Does NAT-ing rewrite the source IP in packets?

I'm trying to set up port forwarding so that a specific IP (e.g
1.2.3.4/32) can SSH via a bastion (e.g 5.5.5.5:2222) to an app server
(10.3.3.3:22). The bastion and app server are running in a VPC in Amazon
with only the bastion exposed to the Internet.
I'm using the following rule on the bastion (I've left out the source IP
until I get it working):
iptables -t nat -A PREROUTING -p tcp -i eth0 --dport 2222 -j DNAT --to
10.3.3.3:22
but when I try to connect, I get no response.

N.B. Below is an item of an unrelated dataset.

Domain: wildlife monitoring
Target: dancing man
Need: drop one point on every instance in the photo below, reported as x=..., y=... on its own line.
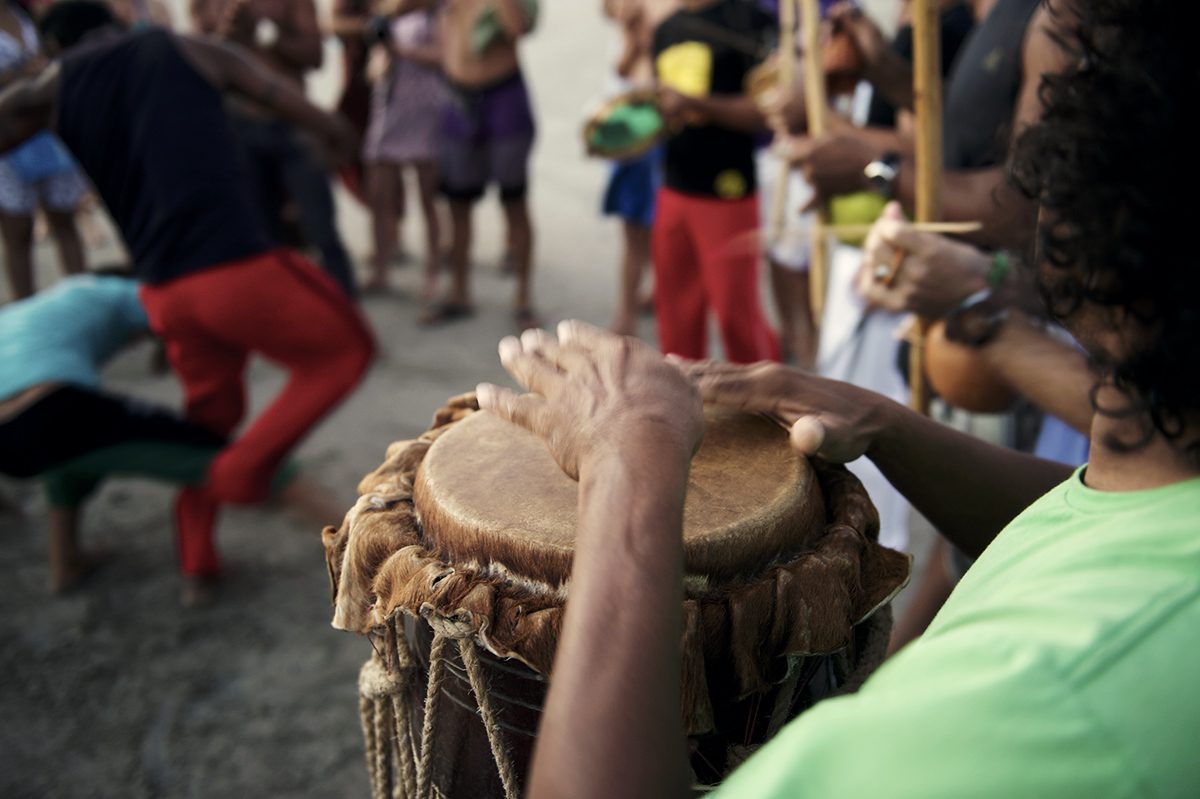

Running tcpdump on the bastion shows that traffic is getting through, so I
assume I'm hitting the app server's VPC security groups and not getting as
far as port 22 on it. I think this is happening because while the the
bastion has permission to access port 22 on the app server, IP 1.2.3.4
doesn't.
So, my question is: Does NAT-ing the way I've set it up automatically
change the source IP of packets so they appear to come from the bastion,
or will they contain the original source IP, in this case 1.2.3.4?
If packets do contain 1.2.3.4 as the source IP after forwarding them, how
can I change the source address to be the bastion's?